A bumper crop of cotton requires good weather during the growing season, well-timed rainfall--and a little luck. Many growers in the south plains reported less rain than last year but it was more timely, coming in late July and August. A hot September matured the crop and near perfect harvesting conditions made the fiber stronger, longer and whiter--all of which add value for producers. The south plains wasn't the only West Texas region to fare well this year. Growers in 31 counties in the rolling plains of West Texas could reach the million-bale mark this year. That's up about 30,000 bales from last year. Conditions weren't as favorable near the South Texas coast and Central Texas, where drought stressed fields for a second straight year. Texas is the nation's leading cotton-producing state. The U.S. Department of Agriculture says Texas farmers expect to beat last year's cotton record of 7.78 million bales by at least five percent. Cotton is the state's top cash crop and makes up nine percent of Texas' agricultural cash receipts. This year's crop is expected to bring in an estimated $2.1 billion.
Southwest Airlines has long said it wasn't interested in serving Dallas-Fort Worth International Airport--but the low-cost carrier announced yesterday that it will sell seats on ATA Airlines flights between DFW and Chicago.

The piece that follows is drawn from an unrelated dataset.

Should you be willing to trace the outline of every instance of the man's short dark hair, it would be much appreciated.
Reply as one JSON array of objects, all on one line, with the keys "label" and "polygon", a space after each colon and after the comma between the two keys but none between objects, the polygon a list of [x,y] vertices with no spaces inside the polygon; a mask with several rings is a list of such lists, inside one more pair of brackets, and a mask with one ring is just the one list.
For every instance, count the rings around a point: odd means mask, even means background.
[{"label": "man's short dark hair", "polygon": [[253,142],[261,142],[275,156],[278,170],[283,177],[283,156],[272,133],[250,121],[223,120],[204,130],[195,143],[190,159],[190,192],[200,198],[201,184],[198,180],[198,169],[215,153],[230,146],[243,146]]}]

The announcement was another small step in the escalating battle between Southwest and American Airlines to lure travelers to and from North Texas. Southwest says that beginning January 11th it will expand its so-called code-sharing agreement with ATA. It's already selling seats on ATA flights to various locations where Southwest doesn't fly. Southwest customers would be able to fly from Chicago's Midway Airport to DFW and earn Southwest mileage rewards. But the flying will be on ATA planes. Southwest customers could also fly to Chicago on ATA and then connect to other Southwest flights, all on a single ticket bought from Southwest. Southwest plans to start selling tickets January 3rd.
RadioShack warns it will miss its annual earnings forecast. The Fort Worth-based electronics retailer blames weaker-than-expected sales of wireless devices, batteries and related accessories.